Highlights from HAMs collection will be celebrated with a series of reopening exhibitions presented across the ground floor of the museum. Currently representing Finland at the Venice Biennale, IC-98, an artist duo comprised of Patrik Söderlund and Visa Suonpää, will present Aftermath: digital animations and computer aided drawings which offer a vision of a world without people, but where the traces of humanity are still evident.
100 Years of Taidesalonki will explore the role that Finnish collector, historian and art dealer Leonard Bäcksbacka has played in developing Finlands art scene. Organised on the occasion of the centenary of the Taidesalonki, Finlands oldest private art gallery still functioning (established by Bäcksbacka in 1915 and remaining open today), the exhibition will present a collection of works by artists from the past 100 years, including lends from Taidesalonki, works from HAMs collection and other major museums in Finland.
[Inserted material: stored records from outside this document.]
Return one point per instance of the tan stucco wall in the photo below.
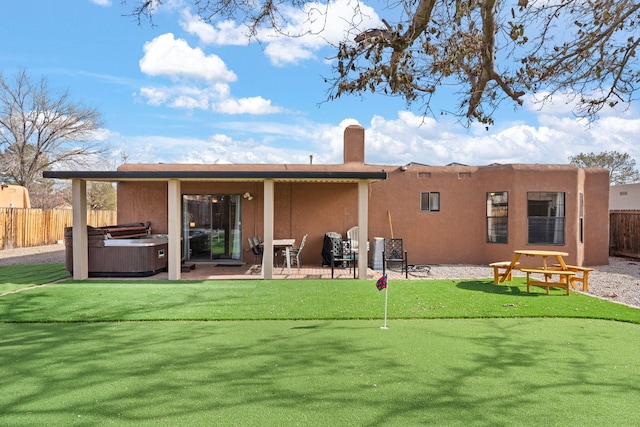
(624, 197)
(455, 234)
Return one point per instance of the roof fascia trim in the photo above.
(194, 175)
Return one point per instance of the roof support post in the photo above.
(173, 219)
(267, 255)
(363, 228)
(80, 240)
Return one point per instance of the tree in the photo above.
(622, 168)
(101, 196)
(39, 129)
(490, 50)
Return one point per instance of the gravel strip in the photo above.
(619, 281)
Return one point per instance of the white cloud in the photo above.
(222, 33)
(167, 56)
(201, 80)
(253, 105)
(396, 141)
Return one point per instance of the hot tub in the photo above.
(125, 257)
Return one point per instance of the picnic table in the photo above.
(559, 269)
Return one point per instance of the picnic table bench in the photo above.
(506, 266)
(582, 278)
(564, 278)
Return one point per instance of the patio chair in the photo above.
(352, 234)
(346, 256)
(255, 250)
(394, 254)
(294, 254)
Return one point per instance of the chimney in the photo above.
(354, 144)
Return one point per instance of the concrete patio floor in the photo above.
(213, 271)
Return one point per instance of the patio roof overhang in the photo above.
(254, 175)
(267, 175)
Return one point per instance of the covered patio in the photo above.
(174, 178)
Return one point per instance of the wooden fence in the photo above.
(34, 227)
(624, 233)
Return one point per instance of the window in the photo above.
(546, 220)
(581, 214)
(430, 201)
(497, 217)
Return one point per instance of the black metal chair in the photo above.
(394, 254)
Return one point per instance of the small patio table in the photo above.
(287, 245)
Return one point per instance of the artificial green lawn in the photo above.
(15, 277)
(247, 353)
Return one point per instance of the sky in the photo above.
(184, 91)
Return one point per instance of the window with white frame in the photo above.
(430, 201)
(546, 218)
(497, 217)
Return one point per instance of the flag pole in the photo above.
(386, 295)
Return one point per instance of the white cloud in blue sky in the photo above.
(188, 91)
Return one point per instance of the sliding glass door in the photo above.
(211, 227)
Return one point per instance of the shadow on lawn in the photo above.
(270, 372)
(500, 289)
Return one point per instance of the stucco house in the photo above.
(444, 214)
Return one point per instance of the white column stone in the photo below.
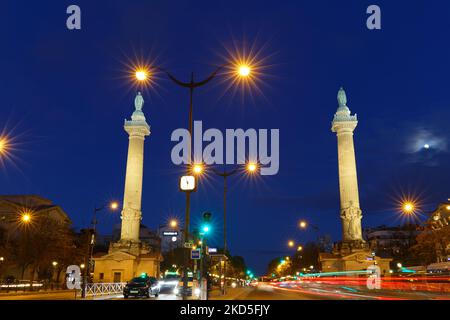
(137, 130)
(343, 125)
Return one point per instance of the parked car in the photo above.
(143, 286)
(169, 282)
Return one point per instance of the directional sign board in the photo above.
(170, 233)
(195, 254)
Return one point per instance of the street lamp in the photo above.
(114, 205)
(408, 207)
(26, 217)
(197, 169)
(142, 75)
(250, 168)
(242, 69)
(173, 223)
(91, 241)
(3, 145)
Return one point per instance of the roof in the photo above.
(11, 204)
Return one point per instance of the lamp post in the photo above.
(242, 70)
(91, 244)
(251, 167)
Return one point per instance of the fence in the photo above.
(27, 286)
(102, 289)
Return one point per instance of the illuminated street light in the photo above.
(252, 167)
(173, 223)
(26, 217)
(142, 75)
(408, 207)
(3, 145)
(244, 70)
(198, 169)
(114, 205)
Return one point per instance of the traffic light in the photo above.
(206, 225)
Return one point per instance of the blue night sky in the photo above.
(65, 95)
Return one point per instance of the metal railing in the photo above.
(29, 286)
(103, 289)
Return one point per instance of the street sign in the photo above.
(188, 184)
(170, 233)
(195, 254)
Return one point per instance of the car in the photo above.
(178, 290)
(143, 286)
(169, 282)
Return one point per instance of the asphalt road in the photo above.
(265, 291)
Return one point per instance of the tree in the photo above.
(40, 243)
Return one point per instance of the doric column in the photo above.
(343, 125)
(137, 130)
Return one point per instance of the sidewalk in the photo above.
(231, 293)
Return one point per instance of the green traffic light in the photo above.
(206, 228)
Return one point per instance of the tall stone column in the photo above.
(343, 125)
(137, 130)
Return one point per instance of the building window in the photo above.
(117, 276)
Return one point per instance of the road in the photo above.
(304, 290)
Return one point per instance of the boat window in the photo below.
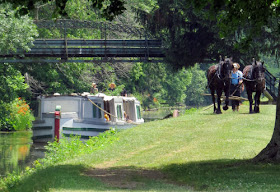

Highlights include works by Ellen Thesleff, Tyko Sallinen and Viggo Wallensköld.
Two major works by significant Finnish artists will be also be exhibited in the museums public spaces: Kari Cavéns UHO (Unidentified Hanging Object) in the entrance hall, and Tuula Lehtinens Et tiedä kuinka kaunis olet (You dont know how beautiful you are) in the museums new bathrooms. The new HAM gallery will also dedicate space to presenting new work by emerging Finnish artists. The gallery will open with works by Finnish artist Reija Meriläinen (b.1987) in an exhibition called En Garde.
The reopening also creates an opportunity to look back at the foundation of HAM, an institution established in 1976 through a major donation of over 440 works from the Bäcksbacka estate. Thanks to this generous gift, HAM has grown to become one of the largest museums in the Nordic countries. After the centenary exhibition, the ground floor exhibition space will be dedicated to a rolling display of works from the Bäcksbacka Collection, which remains at the core of the museums collection.
HAM continues to be developed around its collection, which now comprises over 9,000 works, almost half of which are displayed across the city in parks, streets, health centres, schools and libraries, with 250 of these able to be viewed 24 hours a day. As part of the development scheme, HAM is also developing the HAM Metro exhibition space, located in one of the citys busiest metro stations, Kamppi.